'İşte siz busunuz...'


Avukatlardan AKP'ye 'İşte sen busun' dersi...
 
SivriSinekCaz
Mustafa MUTLU

SivriSinekCazİktidar, bugün kavga ettiği cemaatle omuz omuza vererek, on bir yılda devletin ve sivil toplumun bütün önemli kurumlarını ele geçirdi.

Hepsini tek tek saymama gerek yok; çünkü zaten biliyorsunuz!

Geçiremediklerini ise (Türkiye Mimar ve Mühendis Odaları Birliği örneğinde olduğu gibi) işlevsizleştirmeye çalıştı, bunun için yasa bile çıkardı!

Ama yiğidi öldürüp haklarını verelim; iktidar, sadece bir meslek grubunun onurlu ve güçlü direnişi karşısında çaresiz kaldı:

Avukatlar!

***

Yargının üç ayağından biri olan "savunma"nın temsilcileri, "savunma" işini gerçekten çok iyi bildiklerini ve yaptıklarını kanıtladılar!
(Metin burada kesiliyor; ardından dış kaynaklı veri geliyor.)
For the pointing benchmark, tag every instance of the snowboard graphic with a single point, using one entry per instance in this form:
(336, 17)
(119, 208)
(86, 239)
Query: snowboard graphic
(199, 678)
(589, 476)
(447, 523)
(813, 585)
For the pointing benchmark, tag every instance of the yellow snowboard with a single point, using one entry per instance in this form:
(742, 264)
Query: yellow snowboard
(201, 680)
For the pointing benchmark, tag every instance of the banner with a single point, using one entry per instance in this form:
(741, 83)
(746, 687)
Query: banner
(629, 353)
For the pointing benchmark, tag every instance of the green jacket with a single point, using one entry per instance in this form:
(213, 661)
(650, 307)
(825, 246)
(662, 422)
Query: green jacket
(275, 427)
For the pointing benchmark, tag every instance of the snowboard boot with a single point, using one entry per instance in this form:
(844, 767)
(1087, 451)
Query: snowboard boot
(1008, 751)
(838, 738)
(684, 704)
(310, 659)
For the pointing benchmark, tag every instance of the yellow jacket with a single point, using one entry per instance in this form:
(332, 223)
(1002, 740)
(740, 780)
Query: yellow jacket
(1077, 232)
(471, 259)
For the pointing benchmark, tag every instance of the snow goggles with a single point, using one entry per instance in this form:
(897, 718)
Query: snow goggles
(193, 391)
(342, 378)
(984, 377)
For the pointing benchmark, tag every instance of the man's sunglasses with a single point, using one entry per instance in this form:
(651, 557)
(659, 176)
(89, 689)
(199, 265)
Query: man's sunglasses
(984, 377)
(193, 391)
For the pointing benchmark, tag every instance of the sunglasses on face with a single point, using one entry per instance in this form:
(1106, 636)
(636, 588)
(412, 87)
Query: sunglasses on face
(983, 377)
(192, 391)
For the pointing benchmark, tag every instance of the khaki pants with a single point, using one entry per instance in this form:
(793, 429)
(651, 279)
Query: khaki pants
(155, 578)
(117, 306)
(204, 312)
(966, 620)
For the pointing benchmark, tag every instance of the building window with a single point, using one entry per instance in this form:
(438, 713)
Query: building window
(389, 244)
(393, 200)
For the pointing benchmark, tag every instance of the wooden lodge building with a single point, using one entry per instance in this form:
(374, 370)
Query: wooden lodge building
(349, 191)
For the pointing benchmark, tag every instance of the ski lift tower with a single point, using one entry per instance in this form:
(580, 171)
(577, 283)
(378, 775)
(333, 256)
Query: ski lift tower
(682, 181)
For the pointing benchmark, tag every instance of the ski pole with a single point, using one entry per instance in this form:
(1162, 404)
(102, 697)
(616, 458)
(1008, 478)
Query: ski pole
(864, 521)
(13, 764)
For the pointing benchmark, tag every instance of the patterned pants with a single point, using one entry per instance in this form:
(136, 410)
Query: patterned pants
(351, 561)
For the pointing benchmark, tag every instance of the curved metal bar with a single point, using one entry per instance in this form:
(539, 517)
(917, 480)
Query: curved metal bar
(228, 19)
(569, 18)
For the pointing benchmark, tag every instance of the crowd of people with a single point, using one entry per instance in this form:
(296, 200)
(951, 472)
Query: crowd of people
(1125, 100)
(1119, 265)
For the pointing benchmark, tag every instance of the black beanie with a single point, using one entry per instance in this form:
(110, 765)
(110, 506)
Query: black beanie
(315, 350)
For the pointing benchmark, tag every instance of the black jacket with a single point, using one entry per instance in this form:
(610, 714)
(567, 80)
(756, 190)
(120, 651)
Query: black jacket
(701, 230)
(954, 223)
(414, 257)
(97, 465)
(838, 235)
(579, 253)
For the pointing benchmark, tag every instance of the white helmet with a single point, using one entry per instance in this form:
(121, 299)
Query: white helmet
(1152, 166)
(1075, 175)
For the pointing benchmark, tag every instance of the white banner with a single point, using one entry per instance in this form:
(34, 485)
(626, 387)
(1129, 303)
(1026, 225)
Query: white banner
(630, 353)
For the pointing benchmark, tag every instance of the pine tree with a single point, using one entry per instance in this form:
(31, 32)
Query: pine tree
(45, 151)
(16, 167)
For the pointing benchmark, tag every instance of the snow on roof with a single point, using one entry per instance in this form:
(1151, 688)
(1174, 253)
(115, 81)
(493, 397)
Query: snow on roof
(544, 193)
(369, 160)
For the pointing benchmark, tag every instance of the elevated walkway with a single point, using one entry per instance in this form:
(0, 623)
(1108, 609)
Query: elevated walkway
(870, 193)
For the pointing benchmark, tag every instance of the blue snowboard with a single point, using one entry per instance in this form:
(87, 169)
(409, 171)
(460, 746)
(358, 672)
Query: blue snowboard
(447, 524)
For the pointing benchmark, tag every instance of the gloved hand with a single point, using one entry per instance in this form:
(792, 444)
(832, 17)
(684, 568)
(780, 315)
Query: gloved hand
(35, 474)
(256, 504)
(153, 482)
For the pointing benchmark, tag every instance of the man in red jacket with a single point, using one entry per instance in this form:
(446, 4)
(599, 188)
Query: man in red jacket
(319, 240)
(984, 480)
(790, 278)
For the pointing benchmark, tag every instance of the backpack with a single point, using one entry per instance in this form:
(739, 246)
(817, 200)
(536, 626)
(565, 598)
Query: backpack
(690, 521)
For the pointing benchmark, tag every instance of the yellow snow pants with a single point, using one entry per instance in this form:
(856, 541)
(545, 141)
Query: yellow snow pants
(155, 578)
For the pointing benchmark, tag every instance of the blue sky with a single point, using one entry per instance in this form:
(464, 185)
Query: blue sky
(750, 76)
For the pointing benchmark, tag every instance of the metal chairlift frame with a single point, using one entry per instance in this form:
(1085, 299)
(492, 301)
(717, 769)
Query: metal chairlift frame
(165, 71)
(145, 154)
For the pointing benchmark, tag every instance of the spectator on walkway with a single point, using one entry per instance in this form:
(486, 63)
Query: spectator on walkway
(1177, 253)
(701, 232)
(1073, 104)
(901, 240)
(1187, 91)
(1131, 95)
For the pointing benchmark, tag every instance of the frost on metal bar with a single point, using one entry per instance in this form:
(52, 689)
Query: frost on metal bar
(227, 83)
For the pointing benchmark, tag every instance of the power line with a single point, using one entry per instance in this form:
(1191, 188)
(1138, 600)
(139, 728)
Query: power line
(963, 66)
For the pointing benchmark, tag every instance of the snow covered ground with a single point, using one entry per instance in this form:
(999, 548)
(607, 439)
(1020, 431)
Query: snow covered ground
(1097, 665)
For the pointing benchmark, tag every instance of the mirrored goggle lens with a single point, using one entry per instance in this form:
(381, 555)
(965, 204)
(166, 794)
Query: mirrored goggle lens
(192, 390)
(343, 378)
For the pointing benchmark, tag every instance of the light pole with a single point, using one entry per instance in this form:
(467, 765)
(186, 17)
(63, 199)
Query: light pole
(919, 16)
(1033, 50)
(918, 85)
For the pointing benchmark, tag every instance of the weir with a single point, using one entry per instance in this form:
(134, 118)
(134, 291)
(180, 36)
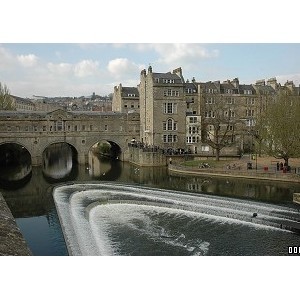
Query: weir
(94, 215)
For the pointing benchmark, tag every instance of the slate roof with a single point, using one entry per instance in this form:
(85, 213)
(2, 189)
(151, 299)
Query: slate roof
(130, 90)
(168, 75)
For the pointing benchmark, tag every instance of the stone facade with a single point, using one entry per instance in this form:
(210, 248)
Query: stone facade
(162, 109)
(179, 114)
(37, 130)
(126, 99)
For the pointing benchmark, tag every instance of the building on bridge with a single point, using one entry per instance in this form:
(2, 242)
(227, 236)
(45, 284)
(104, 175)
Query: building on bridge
(36, 131)
(182, 114)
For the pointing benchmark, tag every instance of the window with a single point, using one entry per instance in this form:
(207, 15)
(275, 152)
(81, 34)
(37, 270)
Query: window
(250, 101)
(247, 92)
(250, 122)
(210, 101)
(249, 113)
(170, 125)
(59, 125)
(205, 148)
(193, 119)
(170, 108)
(170, 138)
(168, 80)
(209, 114)
(171, 93)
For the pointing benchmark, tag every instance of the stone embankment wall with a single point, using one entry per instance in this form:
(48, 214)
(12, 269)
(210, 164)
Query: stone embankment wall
(296, 198)
(12, 242)
(143, 158)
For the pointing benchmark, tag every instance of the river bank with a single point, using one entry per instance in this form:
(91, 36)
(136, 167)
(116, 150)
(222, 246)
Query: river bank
(263, 168)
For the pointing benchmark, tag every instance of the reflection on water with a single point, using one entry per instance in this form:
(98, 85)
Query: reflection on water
(58, 161)
(31, 203)
(15, 164)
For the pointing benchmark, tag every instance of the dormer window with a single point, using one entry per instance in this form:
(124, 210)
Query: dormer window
(168, 80)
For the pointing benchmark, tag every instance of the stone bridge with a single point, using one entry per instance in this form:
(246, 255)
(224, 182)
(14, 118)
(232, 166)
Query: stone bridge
(35, 131)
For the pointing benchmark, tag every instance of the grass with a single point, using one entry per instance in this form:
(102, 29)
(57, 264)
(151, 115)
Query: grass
(197, 163)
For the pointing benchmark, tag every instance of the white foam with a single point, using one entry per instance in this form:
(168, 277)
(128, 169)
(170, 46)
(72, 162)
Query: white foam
(86, 212)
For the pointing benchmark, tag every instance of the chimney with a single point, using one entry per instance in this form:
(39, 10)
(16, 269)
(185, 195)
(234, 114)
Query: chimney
(178, 72)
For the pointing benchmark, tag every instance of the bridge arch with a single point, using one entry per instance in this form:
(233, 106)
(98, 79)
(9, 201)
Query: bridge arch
(23, 145)
(59, 160)
(16, 160)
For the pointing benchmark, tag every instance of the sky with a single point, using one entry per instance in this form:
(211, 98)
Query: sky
(73, 48)
(53, 49)
(79, 69)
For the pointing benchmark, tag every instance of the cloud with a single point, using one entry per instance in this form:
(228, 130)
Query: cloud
(120, 67)
(291, 77)
(178, 54)
(86, 68)
(28, 60)
(6, 58)
(59, 69)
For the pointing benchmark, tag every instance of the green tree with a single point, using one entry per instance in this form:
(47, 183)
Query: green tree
(6, 101)
(281, 126)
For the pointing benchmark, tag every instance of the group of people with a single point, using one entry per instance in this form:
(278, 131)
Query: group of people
(283, 167)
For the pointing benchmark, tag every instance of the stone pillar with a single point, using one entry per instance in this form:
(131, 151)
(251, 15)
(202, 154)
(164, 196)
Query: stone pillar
(36, 161)
(296, 198)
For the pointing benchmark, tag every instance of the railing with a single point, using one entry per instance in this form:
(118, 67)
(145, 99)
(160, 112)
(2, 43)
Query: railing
(260, 173)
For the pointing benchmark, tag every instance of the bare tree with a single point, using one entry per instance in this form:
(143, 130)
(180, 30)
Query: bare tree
(6, 101)
(281, 127)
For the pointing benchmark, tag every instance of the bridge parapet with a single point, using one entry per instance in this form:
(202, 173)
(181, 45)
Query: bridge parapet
(37, 130)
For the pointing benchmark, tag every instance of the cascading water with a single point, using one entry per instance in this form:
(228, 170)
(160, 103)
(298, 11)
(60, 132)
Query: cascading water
(117, 219)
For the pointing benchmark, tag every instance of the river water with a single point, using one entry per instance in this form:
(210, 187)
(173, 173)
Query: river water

Cumhuriyetimizin tüm kavramları değersizleştirilirken...

Asırlık kurumlarımızın, içi boşaltılırken...

Devletin tabelalarındaki "TC" ifadesi bile kaldırılırken...

Bir-iki istisna dışında tüm barolar ve Türkiye Barolar Birliği, hukukun üstünlüğünü ve yargı bağımsızlığını savunmaktan bir an bile vazgeçmedi!

***

Doğal olarak da herkesin yarı beline kadar eğildiği böyle bir dönemde, bu onurlu hukukçular aslanlar gibi ön plana çıktılar.

Kendi özgürlüklerini kaybetme pahasına, keyfi yargılama yapan yargıçlara gerçekleri haykırmaktan geri durmadılar!

Bu barolardan biri de hiç kuşkusuz, İstanbul Barosu...

Baro yöneticileri dün bir basın açıklaması yayınlayarak, önceki gün kendilerine hakaret eden AKP Sözcüsü Hüseyin Çelik'e demokrasi dersi vermiş...

Yöneticiler bununla da kalmayıp Çelik ve arkadaşlarını, deyim yerindeyse on iki maddeyle tanımlamışlar:

Bir: Seçim sandığının arkasına gizlenerek ülkede sivil bir darbe yapanlar...
İki: Yargıyı tehdit edip yok etmeye, kendilerine bağlamaya çalışanlar...
Üç: Devlet erkini Anayasa'ya aykırı ve gayri meşru şekilde başka güçlerle paylaşanlar...
Dört: Devlet otoritesini yok edip yerine paralel devletler yaratanlar...
Beş:
Ülkeyi bölünme noktasına getirenler...
Altı: Terör örgütleriyle uzlaşanlar...
Yedi
: Şehide kelle diyerek şehitlere, orduya ve askere hakaret edenler...
Sekiz: Kendilerine uzanan yolsuzluk iddialarını örtbas etmek ve soruşturmaları engellemek için hukuku eğip bükenler...
Dokuz: Bürokrasiyi hallaç pamuğu gibi atanlar...
On: Ülkeye fetret devri yaşatanlar...
On bir: Suriye'de kan döken çeteleri besleyip barındıranlar, silahlandıranlar...
On iki: Askeri darbenin ürünü olanlar..."

***

Evet, Hüseyin Bey...

Bu on iki maddede anlatılanların hepsi sizsiniz!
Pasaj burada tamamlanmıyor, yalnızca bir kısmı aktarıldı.